No entanto, cerca de 90% de todos os frutos do mar consumidos atualmente na Grã-Bretanha são importados.
Isto acontece porque os britânicos favorecem esmagadoramente as espécies dos “Cinco Grandes”, bacalhau, arinca, salmão, atum e camarão, que representam cerca de 80 por cento de todo o peixe consumido.
Entretanto, as espécies britânicas de peixes pequenos e oleosos, como a sardinha e a anchova, são quase exclusivamente exportadas para a Europa continental.
A pesquisa descobriu que 58% dos britânicos nunca experimentaram espadilha, 28% nunca comeram anchova, 23% nunca comeram arenque e 12% nunca experimentaram sardinha.
“As sardinhas e as anchovas já foram alimentos básicos das dietas costeiras tradicionais, mas hoje em dia muitos consumidores britânicos nunca as comeram”, diz o Dr. Ferrini.
«Este desequilíbrio aumenta as emissões de carbono, torna o Reino Unido vulnerável às cadeias de abastecimento globais e empurra os compradores para a mesma selecção restrita de bacalhau, arinca, salmão, atum e camarão.»
Embora mais de 80 por cento dos britânicos comam peixe, a maioria uma vez por semana, este consumo concentra-se em algumas espécies que são quase exclusivamente importadas.
No entanto, o último estudo realizado pelo Dr. Ferrini e seus coautores sugere que a maré pode estar mudando agora.
Muitos britânicos estão agora dispostos ou ativamente interessados em experimentar espécies de peixes que antes eram consideradas desanimadoras.
Eles descobriram que 44 por cento dos britânicos estão dispostos a experimentar o badejo, 41 por cento dizem que estão dispostos a experimentar a espadilha, enquanto 30 por cento estão dispostos a experimentar a sardinha.
Embora ainda exista uma resistência considerável a algumas espécies, 41 por cento dizem que não estão dispostos a experimentar anchovas, um sinal de que os sabores dos alimentos podem estar a mudar.
O aumento da procura destas espécies locais poderia ajudar os britânicos a consumir mais alimentos cultivados no Reino Unido, reduzir a nossa dependência das importações e limitar o impacto dos nossos alimentos no ambiente.
Bryce Stewart, pesquisador sênior da Associação Biológica Marinha e revisor científico do relatório, disse: “A atual dependência do Reino Unido de uma pequena variedade de frutos do mar, principalmente importados, coloca em risco a segurança alimentar e desconecta o público de sua rica herança marinha.
«Mas esta nova investigação oferece esperança e orientação sobre como a mudança pode ser feita, resultando numa combinação de ganhos ambientais, nutricionais, económicos e culturais.»
Além disso, o relatório destaca quais mudanças podem ajudar a converter a curiosidade do consumidor em novos hábitos de compra.
Uma pesquisa mostra que os gostos britânicos estão mudando para espécies capturadas mais localmente, com 40% afirmando que gostariam de experimentar a espadilha (foto).

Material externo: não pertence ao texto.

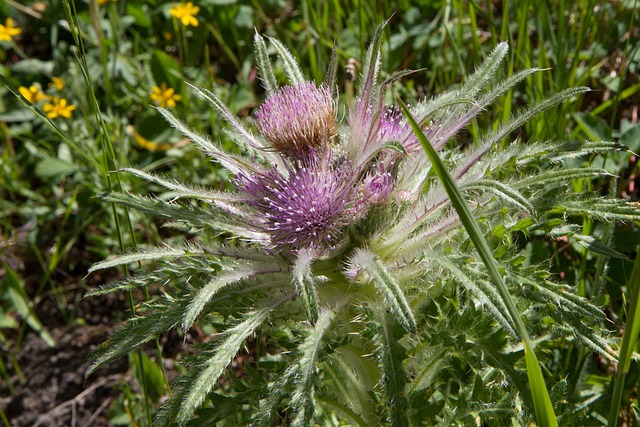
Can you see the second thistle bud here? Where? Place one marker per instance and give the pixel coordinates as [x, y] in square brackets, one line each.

Os investigadores descobriram que os preços do peixe britânico, como o arenque, precisariam de cair significativamente para que as pessoas abandonassem as suas escolhas habituais, como o bacalhau ou o atum (foto).

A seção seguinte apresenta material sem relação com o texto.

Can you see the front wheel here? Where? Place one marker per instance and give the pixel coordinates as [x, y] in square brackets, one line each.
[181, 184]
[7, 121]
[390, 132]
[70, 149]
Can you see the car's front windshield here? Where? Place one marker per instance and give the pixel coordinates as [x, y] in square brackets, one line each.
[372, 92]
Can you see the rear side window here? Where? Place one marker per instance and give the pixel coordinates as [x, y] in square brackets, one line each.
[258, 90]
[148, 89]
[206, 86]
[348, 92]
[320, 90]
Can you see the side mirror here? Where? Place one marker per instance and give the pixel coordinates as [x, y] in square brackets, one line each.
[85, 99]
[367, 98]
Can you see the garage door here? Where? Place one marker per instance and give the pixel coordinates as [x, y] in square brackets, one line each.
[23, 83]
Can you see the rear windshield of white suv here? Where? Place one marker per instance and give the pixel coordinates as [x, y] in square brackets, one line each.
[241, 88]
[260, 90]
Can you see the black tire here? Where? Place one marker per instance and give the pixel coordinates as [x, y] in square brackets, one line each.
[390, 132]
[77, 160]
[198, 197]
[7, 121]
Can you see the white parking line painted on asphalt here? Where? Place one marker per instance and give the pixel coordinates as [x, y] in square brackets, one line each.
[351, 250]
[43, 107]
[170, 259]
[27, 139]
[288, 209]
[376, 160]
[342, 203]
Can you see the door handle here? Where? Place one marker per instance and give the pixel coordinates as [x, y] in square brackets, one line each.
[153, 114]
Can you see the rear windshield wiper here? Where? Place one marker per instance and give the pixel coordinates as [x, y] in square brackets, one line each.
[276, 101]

74 por cento das pessoas que responderam ao inquérito afirmaram que compram peixe principalmente em supermercados.
Se os supermercados conseguirem promover peixes mais pequenos ou oferecer descontos para variedades menos populares, os consumidores poderão ficar mais convencidos a experimentá-los.
No entanto, o inquérito também concluiu que os consumidores estão dispostos a pagar um prémio de até £4 por porção por peixe local e fresco.
Tornar o público mais consciente destes atributos em opções impopulares como a sardinha poderia ajudar a mudar as preferências alimentares de volta para as opções britânicas.
O Dr. Ferrini disse: “Campanhas de sensibilização, menus de cantinas mais aventureiros e uma forte promoção por parte dos retalhistas ajudarão a mudar a percepção do público e a tornar os peixes pequenos novamente um alimento diário.
«Esta é uma oportunidade real para reconectar as economias costeiras com opções alimentares saudáveis e acessíveis.»